本当に妄想ですけど……ハーレムみたいな番組をやってみたいですねぇ。
――編成としてはではなく、あくまでも一個人としての考えだと、そんなアイディアが思い浮かぶと(笑)。
そんな番組をやりたいなあとアナウンサー時代は思っていました(苦笑)。あとは、絶対にありえないんですけど、文化放送全体を海の家に仕立てて、みんな水着でいる、みたいな。そういうような妄想から何か面白いことが生まれないかなと常に考えてはいました。今は「そういうことはするな」という立場になったので(笑)。
――でも、そんな妄想をしていた太田さんがトップにいれば、若いスタッフさんたちもアイディアを提案しやすいかもしれませんね。
そういう風になってくれるといいんですけどね。世の中全体が萎縮しているというか、自主規制がキツい時代になっていると思うので、ラジオがそこをもう1回自由にしていくような企画をやってみたいです。
――最後に、編成局長のお話が『ゴールデンラジオ』で出た際に、「いずれ社長も」という意見もありましたが、それについてはいかがですか?
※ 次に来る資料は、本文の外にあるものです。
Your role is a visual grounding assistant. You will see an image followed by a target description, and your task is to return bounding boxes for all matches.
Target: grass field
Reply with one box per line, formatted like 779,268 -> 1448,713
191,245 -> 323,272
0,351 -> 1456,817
いや、まったく器ではないですね。そんなことになったら、うちの会社が潰れちゃいますよ(笑)。
■太田英明
1963年5月19日生まれ。1986年、アナウンサーとして文化放送に入社。入社後は、『東京っ子NIGHTお遊びジョーズ!!』『吉田照美のやる気MANMAN!』『From C Side』『大竹まこと ゴールデンラジオ!』など数多くの番組を担当。2020年9月、『大竹まこと ゴールデンラジオ!』の放送内で内示を受け、10月1日付けで編成局長に就任した。